Lakeland 50; 4 weeks to go
After the 50K in August last year I later decided that this year it will be time to increase the distance. Shorty after the Paris marathon I found Lakeland 50 -- a 50miles race in northern England, that I thought would be perfect. I was deeply surprised to learn that... it's full and I was put on the waiting list! I knew about marathons, but that there were so many people crazy enough to do ultras was a surprise to me.
Few weeks ago I lost hopes of getting a spot there and was hectically looking for a replacement race. At the beginning of this week I finally found one that was looking very promising: Trail des Fantômes, a 50 kilometers trail race in Belgium. At first I dismissed it as it was "only" 50K and I already did that. But then I looked at the 2400m of ascent and the winning time last year, 05:00:26.8 -- much slower than my lousy 50K -- and realized that this is a different game altogether.
I was about to subscribe for the race when... I got en email telling me that there's a spot for me in the Lakeland 50, after all! Without thinking much I subscribed for the race, bought flights, accommodations and everything.
And only then I started thinking. My first, super naive estimation was 50EM = 80km = approx. 8h. Yeah. Right. Sure. Trail course. 3100m of ascent. Think again. In fact the winner last year finished in... 08:18:18. Duh. If I finished in the top 10%, which seems to be a reasonable assumptions, if marathons are anything to judge by, then I should expect a time of around 12-13h. 12 hours?!!! This realization was the first time when I realized that the risk of not finishing is actually very, very real. The fact that I have zero trail experience and zero hills experience are certainly not on my side either. Another thing I realized was that with the race starting at noon and 12 hours of running I'll be finishing late at night. So what I can add to the list is lack of experience with running in the dark (as running on well known roads does not count). Oh boy. Should be interesting...
So what's the goal? To finish. And I do mean it. Setting any time goals would be nonsensical given my complete lack of experience in this kind of events. The main advice I hear everywhere is: go slow. Sounds simple, but with all the excitement I'm actually pretty sure that it will be a hard to follow advice.
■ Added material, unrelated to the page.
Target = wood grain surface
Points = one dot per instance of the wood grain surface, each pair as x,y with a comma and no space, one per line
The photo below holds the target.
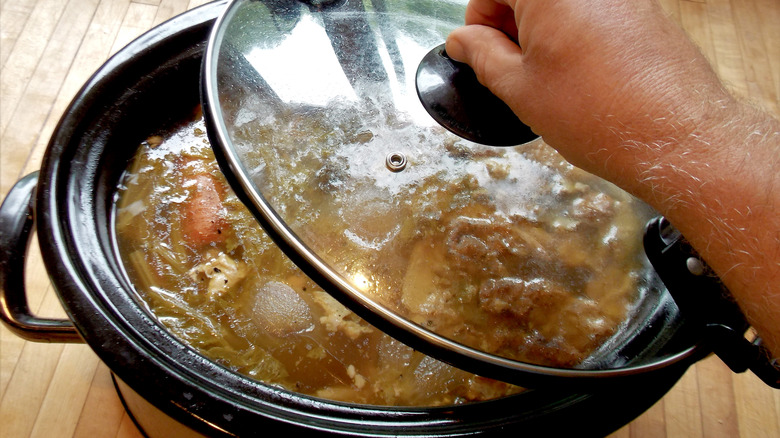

Because of the hills and the fact that I never did anything quite like it, I also cannot go by pace nor heart rate.
At least I managed to book decent accommodation at the race location. Because I was late I was facing staying in a 4-room hostel or a town 8km away. Both could be disastrous.
In any case, I'm looking forward to this new experience! Now two weeks of biking holidays, then less than two weeks and the race! Not the ideal setup for preparations... would I have been better off going for the Belgian race after all, which is not only easier but also 1 month later? Well, we will see soon enough. Wish me good luck.